今日は予定通りに朝から彼女が来てくれた。
私の地元から5つほどいいた駅の近くに住んでいる子。
彼女が来てくれることになっていたので、昨日は玄関のカギをかけずに寝ていた。
彼女なりに病気の私を気遣ってくれたのだろう。彼女は静かに私の部屋に入ってきてくれた。
もっともどんなに頑張ったところで、私の部屋の扉はやかましい音を立ててしまうのだが。
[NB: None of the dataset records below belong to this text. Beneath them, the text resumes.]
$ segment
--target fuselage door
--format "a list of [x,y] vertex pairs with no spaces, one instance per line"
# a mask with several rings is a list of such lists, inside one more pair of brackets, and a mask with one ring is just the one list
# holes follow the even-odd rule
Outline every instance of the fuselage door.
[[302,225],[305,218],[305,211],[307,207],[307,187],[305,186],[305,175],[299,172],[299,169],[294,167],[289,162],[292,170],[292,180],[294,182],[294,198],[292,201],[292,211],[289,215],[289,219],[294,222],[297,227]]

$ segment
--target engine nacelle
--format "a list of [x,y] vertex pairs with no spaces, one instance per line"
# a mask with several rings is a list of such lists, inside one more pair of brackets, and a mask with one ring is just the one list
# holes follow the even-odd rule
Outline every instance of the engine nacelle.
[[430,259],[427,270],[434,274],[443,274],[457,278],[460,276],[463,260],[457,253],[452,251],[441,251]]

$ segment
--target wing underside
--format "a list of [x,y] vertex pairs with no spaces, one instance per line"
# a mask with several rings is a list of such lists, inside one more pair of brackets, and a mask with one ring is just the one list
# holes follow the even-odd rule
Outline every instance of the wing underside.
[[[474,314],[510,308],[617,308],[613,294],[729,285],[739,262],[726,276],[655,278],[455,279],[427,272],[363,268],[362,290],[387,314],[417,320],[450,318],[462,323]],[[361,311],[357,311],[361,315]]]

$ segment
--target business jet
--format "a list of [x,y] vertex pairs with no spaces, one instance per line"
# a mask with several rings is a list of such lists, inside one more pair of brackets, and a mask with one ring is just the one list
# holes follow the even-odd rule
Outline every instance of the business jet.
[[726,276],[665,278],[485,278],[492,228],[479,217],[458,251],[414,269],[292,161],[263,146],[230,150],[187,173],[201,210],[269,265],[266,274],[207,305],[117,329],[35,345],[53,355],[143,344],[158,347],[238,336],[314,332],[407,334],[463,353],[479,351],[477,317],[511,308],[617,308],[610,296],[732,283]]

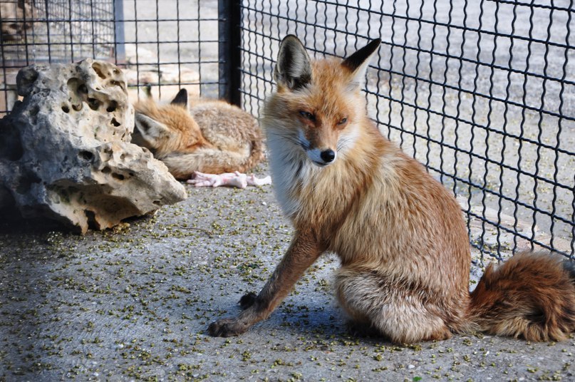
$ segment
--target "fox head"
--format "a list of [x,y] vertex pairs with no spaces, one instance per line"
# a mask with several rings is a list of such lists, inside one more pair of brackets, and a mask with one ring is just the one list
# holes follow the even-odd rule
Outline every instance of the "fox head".
[[169,105],[157,105],[151,98],[135,105],[132,143],[148,148],[156,158],[193,151],[205,143],[190,113],[187,91],[181,89]]
[[[380,42],[373,40],[343,60],[312,61],[297,37],[284,38],[274,71],[277,91],[264,113],[266,128],[303,150],[316,165],[333,163],[365,123],[360,88]],[[274,140],[270,136],[269,143]]]

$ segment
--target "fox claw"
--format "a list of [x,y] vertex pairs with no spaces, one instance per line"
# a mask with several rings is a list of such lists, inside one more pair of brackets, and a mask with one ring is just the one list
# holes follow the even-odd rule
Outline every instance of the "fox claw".
[[207,327],[207,332],[213,337],[231,337],[242,334],[246,330],[236,319],[222,319]]
[[257,294],[253,291],[247,293],[239,299],[239,306],[242,309],[245,310],[252,306],[254,303],[256,302],[256,299],[257,299]]

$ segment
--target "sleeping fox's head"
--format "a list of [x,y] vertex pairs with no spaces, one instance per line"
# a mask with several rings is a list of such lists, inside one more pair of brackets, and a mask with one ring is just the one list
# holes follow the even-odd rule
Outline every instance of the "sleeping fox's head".
[[366,118],[360,86],[380,42],[373,40],[343,60],[312,61],[297,37],[284,38],[274,72],[277,91],[264,112],[269,145],[280,138],[321,167],[351,148]]
[[206,144],[190,113],[187,91],[181,89],[171,103],[157,105],[148,96],[135,105],[132,143],[149,149],[157,158],[190,153]]

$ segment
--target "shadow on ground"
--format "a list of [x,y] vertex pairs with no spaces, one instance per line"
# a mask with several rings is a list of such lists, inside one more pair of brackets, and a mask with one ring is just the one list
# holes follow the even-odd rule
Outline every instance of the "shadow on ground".
[[456,336],[398,346],[346,331],[321,258],[244,336],[212,338],[286,249],[271,187],[188,189],[114,230],[0,224],[0,379],[7,381],[572,380],[573,339]]

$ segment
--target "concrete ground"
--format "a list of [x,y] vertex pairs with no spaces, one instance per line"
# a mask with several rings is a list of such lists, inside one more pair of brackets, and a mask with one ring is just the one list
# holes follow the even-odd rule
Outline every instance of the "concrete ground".
[[0,380],[575,380],[573,337],[397,346],[350,335],[331,291],[333,255],[269,320],[239,337],[210,337],[210,322],[236,314],[241,296],[263,286],[291,228],[270,186],[188,194],[85,236],[5,216]]

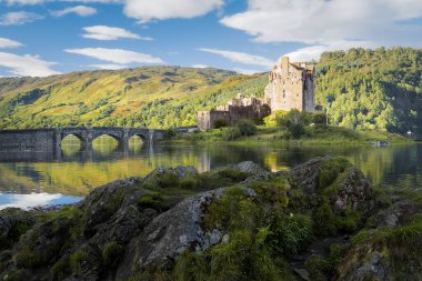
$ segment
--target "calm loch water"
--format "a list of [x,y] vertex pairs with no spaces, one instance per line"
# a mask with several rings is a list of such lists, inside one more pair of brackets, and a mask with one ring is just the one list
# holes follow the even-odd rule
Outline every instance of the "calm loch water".
[[157,167],[193,165],[199,171],[252,160],[278,171],[314,157],[341,155],[358,165],[374,184],[421,189],[422,144],[365,147],[279,145],[142,145],[129,151],[100,139],[89,152],[79,151],[77,140],[68,140],[59,154],[47,151],[0,152],[0,209],[78,202],[90,190],[128,177],[143,177]]

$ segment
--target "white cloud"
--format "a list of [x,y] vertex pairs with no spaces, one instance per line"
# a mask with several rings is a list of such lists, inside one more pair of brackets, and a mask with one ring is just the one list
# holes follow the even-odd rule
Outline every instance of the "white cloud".
[[219,50],[219,49],[210,49],[210,48],[200,48],[198,49],[203,52],[210,52],[215,53],[219,56],[222,56],[223,58],[227,58],[233,62],[240,62],[243,64],[253,64],[253,66],[260,66],[260,67],[272,67],[275,62],[260,57],[254,56],[245,52],[233,52],[233,51],[227,51],[227,50]]
[[40,19],[43,17],[33,12],[8,12],[0,16],[0,26],[21,26]]
[[83,38],[96,40],[118,40],[120,38],[152,40],[152,38],[143,38],[122,28],[94,26],[83,28],[83,30],[87,32],[82,34]]
[[415,29],[398,21],[420,17],[420,0],[249,0],[247,11],[221,22],[262,42],[319,44],[358,39],[391,43],[396,39],[393,43],[400,43]]
[[0,3],[4,2],[7,4],[41,4],[44,0],[0,0]]
[[243,68],[234,68],[233,71],[235,71],[238,73],[247,74],[247,76],[252,76],[252,74],[262,72],[262,71],[258,71],[258,70],[243,69]]
[[0,67],[9,68],[10,73],[19,77],[47,77],[59,74],[50,67],[53,62],[40,59],[38,56],[0,52]]
[[18,41],[0,37],[0,48],[17,48],[17,47],[21,47],[21,46],[22,46],[22,43],[20,43]]
[[221,8],[224,0],[125,0],[124,13],[140,22],[195,18]]
[[193,64],[191,68],[209,68],[209,66],[199,63],[199,64]]
[[66,52],[82,54],[102,61],[110,61],[118,64],[138,63],[164,63],[160,58],[151,54],[128,51],[122,49],[104,49],[104,48],[83,48],[83,49],[66,49]]
[[104,69],[104,70],[118,70],[125,69],[128,66],[124,64],[90,64],[90,68]]
[[54,17],[62,17],[69,13],[74,13],[80,17],[90,17],[97,13],[97,9],[87,6],[76,6],[66,8],[63,10],[50,11],[50,13]]
[[125,0],[61,0],[62,2],[79,2],[79,3],[124,3]]
[[318,44],[298,49],[293,52],[285,53],[291,61],[295,62],[308,62],[308,61],[319,61],[323,52],[326,51],[338,51],[338,50],[349,50],[351,48],[376,48],[379,47],[374,42],[365,41],[340,41],[333,42],[331,44]]
[[[421,0],[249,0],[248,9],[220,22],[259,42],[301,42],[294,52],[316,58],[322,50],[359,46],[422,46]],[[299,56],[299,52],[301,56]]]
ちょうどいいので、扉を閉める音で目が覚めたことにする。
彼女は目を開けた私に、申し訳なさそうな顔を向けた。
優しい子。そしてものすごい甘えん坊。つくづくそう思う。
もっとも甘えん坊な顔は、私以外の前では見せていないのだが。
人ひとりぶんだけ体を横にずらし、布団を開いて彼女を招く。
うれしそうな、幸せそうな笑顔を浮かべ、彼女はいそいそと私のとなりにもぐりこんできた。
どうして彼女は、こんな私のことを好きでいてくれるのだろう。
そんな疑問がこころに浮かぶ。そして、いつもどおり飲み込む。
抱きしめると、彼女はいつもどおり甘い香りがした。
風邪をうつすことを考えて控えていたキスは、彼女に押し切られる形で何度も交わすことになった。
キスをし、ふれあい、求め合う。
エスカレートする行為は止まらない。
私はそれに応えなくてはならない。彼女が来る前に風邪薬を飲んでいたことは秘密だ。
それに肌で直接彼女を感じることは好きだ。
ぬくもりが心地いい。
夕方、彼女はバイトのために家を出る。
玄関まで見送り、何度もキスをする。
薬の効果が切れたのか、焼けるように喉が痛む。
それでも私は笑顔のままだ。
心配させるのはいい。でも心配させすぎてはいけない。
玄関の扉が閉まった後、薬を水で流し込む。
水が沁みて痛い。
そのまま台所のイスに腰掛けたまま、しばらく彼女とメールをする。
布団に戻ったら、きっとすぐに寝てしまうだろう。それは困る。
彼女からバイト先に着いたというメールが届く。
頑張ってと返し、布団にもぐりこむ。
私は彼女のことが好きだ。だからこそ、怖い。
いつか彼女は私のことをいらなくなるだろう。
いtか私の前からいなくなってしまうのだろう。
その日が来たときも、私は仮面をつけられるのだろうか。